Question

A thin flake of mica (n = 1.58) is used to cover one slit of a double-slit interference arrangement. The central point on the viewing screen is now occupied by what had been the seventh bright side fringe (m = 7). If $\mathit{\lambda }\mathbf{=}\mathbf{550}\mathbf{}\mathbf{\text{nm}}$ , what is the thickness of the mica?

Short answer

The thickness of mica is $6.64\mu \text{m}$.

Step-by-step solution

Identification of given data

The index of refraction for mica is $n=1.58$

The order of seventh fringe is $m=7$

The wavelength of light is $\lambda =550\text{nm}$

The thickness of the mica is found by using the formula for thin film interference for bright fringes.

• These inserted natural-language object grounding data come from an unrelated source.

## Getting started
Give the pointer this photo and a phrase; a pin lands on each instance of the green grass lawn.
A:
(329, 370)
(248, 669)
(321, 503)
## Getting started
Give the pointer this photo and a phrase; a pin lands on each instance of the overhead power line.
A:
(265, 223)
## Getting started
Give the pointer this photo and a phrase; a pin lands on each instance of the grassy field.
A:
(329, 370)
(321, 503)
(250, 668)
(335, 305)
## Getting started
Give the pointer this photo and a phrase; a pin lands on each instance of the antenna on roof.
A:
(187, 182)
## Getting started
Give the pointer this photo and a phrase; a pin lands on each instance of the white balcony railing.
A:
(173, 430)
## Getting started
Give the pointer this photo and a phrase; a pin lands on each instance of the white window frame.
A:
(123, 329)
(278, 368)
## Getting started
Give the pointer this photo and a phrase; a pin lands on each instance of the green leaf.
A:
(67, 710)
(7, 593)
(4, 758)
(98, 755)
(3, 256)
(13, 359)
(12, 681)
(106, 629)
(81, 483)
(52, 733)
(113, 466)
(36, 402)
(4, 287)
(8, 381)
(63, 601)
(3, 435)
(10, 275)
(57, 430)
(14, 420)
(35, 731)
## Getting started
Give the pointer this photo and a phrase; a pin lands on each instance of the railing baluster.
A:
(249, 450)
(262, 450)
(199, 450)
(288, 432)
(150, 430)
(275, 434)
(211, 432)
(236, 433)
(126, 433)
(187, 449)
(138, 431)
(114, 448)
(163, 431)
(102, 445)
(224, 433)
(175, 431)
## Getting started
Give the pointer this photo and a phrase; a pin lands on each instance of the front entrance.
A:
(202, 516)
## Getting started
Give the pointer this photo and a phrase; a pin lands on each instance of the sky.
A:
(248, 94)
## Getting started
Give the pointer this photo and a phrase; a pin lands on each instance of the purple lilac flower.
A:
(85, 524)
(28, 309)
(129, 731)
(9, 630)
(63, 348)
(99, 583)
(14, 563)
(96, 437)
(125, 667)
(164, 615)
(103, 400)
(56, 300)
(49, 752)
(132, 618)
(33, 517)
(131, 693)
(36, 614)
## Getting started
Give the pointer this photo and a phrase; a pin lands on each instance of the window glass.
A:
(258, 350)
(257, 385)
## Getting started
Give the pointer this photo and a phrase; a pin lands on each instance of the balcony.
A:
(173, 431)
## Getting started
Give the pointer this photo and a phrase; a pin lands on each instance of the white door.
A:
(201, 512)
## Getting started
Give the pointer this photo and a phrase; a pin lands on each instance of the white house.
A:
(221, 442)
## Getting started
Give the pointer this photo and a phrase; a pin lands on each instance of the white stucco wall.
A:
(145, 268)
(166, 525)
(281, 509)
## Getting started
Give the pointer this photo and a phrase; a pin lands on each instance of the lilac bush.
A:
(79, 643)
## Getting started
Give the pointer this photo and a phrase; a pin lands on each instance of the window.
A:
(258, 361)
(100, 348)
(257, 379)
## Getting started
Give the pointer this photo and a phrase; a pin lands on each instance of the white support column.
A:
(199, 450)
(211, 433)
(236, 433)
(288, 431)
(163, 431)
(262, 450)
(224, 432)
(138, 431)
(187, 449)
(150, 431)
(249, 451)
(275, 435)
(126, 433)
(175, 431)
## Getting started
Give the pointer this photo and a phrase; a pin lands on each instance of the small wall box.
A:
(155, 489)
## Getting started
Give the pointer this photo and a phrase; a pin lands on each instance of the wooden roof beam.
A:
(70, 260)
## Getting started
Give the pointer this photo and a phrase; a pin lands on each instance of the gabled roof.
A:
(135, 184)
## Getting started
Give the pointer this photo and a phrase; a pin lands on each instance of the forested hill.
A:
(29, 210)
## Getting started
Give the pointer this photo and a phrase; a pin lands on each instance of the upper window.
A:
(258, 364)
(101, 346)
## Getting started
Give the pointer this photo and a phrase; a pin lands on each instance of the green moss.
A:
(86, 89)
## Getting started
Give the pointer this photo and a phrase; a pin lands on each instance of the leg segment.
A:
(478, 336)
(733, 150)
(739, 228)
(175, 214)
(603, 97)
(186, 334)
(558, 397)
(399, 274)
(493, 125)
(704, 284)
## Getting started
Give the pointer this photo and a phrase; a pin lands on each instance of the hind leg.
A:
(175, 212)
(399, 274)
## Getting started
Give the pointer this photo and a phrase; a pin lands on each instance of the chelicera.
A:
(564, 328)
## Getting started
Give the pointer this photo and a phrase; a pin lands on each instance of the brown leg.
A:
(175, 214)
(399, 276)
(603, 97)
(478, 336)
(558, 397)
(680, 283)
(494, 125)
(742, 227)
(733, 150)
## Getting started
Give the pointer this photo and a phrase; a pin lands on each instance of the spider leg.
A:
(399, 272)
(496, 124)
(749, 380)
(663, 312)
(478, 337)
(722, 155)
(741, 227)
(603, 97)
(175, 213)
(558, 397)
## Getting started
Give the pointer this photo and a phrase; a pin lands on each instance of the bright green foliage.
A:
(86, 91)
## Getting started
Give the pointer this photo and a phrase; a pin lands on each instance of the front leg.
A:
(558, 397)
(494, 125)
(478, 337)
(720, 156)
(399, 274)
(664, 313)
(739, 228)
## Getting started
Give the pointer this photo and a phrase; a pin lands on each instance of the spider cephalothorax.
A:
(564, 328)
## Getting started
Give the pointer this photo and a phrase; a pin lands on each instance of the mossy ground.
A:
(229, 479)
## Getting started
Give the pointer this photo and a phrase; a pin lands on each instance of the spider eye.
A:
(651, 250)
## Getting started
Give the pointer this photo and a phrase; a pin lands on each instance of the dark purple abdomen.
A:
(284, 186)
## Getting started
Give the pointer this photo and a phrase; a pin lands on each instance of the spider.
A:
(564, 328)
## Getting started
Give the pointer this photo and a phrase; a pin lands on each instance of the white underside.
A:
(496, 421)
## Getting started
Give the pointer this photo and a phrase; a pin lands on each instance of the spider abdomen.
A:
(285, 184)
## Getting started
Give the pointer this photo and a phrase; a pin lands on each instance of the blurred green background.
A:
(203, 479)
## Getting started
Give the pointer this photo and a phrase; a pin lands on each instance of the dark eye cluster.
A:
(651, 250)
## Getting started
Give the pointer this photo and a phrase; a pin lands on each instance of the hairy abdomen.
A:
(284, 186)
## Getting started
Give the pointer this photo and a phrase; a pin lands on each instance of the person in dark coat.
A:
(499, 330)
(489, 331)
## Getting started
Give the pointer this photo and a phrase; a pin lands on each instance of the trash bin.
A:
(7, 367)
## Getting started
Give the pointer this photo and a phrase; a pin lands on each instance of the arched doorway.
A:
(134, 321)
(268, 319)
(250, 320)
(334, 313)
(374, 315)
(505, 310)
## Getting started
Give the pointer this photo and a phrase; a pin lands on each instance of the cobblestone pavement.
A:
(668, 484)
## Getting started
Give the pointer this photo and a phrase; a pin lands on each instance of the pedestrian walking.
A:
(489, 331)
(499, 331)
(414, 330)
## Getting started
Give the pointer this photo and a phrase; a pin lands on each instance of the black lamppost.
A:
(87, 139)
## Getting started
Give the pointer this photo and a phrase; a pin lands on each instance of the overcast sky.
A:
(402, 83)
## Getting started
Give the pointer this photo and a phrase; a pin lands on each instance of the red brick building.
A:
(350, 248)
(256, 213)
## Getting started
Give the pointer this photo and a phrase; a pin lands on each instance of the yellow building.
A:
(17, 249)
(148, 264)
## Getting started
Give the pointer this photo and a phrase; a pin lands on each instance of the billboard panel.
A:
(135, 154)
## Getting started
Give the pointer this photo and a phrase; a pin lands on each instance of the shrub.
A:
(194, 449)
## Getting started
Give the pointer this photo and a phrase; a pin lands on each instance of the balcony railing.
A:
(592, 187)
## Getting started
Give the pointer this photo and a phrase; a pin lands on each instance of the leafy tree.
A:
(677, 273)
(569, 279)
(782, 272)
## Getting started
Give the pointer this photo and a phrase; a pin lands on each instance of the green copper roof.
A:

Determination of thickness of the mica

The thickness of the mica is given as:

$t=\frac{m\lambda }{n-1}$

Substitute all the values in equation.

$\begin{array}{rcl}t& =& \frac{\left(7\right)\left(550\text{nm}\right)}{1.58-1}\\ t& =& 6.64\times {10}^{-6}\text{m}\\ t& =& \left(6.64\times {10}^{-6}\text{m}\right)\left(\frac{1\mu \text{m}}{{10}^{-6}\text{m}}\right)\\ t& =& 6.64\mu \text{m}\end{array}$

Therefore, the thickness of mica is $6.64\mu \text{m}$.